Additionally, Nebraska State Senators Eliot Bostar and Adam Morfeld wrote to the Nebraska Public Service Commission on May 25, seeking clarification from Commissioners and urging them to take action to protect Nebraska landowners.
From the Senators’ letter (embedded below):
“Despite the revocation of the critical President Permit for completion of the proposed KXL pipeline, TransCanada continues condemnation actions against Nebraskans across this state. Those condemnation actions would result in taking Nebraska land forever for a project that cannot be built and is subjecting Nebraska landowners and citizens to on-going costs and uncertainty.

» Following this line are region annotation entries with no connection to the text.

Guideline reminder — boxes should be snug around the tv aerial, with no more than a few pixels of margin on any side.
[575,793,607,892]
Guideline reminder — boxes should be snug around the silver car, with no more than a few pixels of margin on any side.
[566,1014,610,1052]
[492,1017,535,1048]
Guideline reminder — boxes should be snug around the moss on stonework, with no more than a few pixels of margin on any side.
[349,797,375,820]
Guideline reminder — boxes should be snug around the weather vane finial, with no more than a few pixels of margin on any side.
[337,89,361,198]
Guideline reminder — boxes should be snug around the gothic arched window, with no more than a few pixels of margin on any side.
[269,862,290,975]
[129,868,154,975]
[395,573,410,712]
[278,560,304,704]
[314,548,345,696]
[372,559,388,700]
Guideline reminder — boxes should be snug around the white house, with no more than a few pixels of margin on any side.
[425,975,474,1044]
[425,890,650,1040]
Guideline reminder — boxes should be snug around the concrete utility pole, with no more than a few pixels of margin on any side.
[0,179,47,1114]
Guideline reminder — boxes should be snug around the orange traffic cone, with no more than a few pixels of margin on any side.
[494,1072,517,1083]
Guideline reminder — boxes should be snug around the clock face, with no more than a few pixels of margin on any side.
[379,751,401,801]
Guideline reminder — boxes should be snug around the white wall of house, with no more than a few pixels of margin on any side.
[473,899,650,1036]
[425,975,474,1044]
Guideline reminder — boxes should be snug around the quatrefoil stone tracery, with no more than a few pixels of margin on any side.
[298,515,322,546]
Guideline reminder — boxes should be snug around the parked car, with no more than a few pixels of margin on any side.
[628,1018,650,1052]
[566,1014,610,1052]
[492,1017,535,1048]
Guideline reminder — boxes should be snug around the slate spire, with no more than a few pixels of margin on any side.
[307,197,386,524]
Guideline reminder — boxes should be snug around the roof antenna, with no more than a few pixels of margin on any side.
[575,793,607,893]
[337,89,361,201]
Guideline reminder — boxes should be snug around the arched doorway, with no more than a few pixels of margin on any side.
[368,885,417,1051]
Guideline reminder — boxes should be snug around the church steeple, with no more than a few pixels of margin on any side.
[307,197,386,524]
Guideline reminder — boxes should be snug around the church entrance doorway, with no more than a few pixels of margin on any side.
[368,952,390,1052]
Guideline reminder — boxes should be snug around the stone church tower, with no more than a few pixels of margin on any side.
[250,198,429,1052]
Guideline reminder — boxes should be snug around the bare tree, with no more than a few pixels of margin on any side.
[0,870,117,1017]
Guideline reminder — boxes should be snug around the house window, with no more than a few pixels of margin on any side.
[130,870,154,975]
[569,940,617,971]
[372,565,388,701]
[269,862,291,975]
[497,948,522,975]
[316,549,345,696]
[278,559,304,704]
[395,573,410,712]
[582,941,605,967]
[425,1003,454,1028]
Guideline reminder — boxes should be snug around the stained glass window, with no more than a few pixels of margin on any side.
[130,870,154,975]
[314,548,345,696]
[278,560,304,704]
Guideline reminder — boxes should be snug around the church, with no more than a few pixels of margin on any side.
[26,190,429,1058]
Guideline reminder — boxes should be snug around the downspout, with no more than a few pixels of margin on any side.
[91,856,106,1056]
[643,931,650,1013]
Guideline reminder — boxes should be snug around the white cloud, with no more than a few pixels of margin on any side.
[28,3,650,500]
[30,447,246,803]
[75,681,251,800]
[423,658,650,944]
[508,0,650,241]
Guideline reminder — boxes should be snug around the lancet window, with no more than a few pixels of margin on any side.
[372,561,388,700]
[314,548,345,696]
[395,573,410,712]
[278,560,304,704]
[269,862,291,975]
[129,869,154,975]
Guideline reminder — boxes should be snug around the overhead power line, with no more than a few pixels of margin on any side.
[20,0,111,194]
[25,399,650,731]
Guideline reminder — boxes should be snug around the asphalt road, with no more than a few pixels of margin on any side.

Additionally, TransCanada has materially changed the Nebraska route after PSC approval, and under MOPSA, any substantive change to the approved route requires re-approval by the PSC. TransCanada has failed to seek re-approval despite admitting in recent court filings that the PSC has exclusive jurisdiction of this issue stating “Except as otherwise provided in the Administrative Procedure Act, the commission [Public Service Commission] shall have original exclusive jurisdiction to determine … the scope or meaning of a…permit, tariff, rule or regulation … “
The PSC does have jurisdiction to reopen this matter and alter or amend, including rescind, the prior Mainline Alternative Route approval, or in the alternative require all of TransCanada’s efforts related to condemnation cease pending re-application given they have modified the approved route.
Please describe the PSC position and what you believe your role is on the issues discussed above.”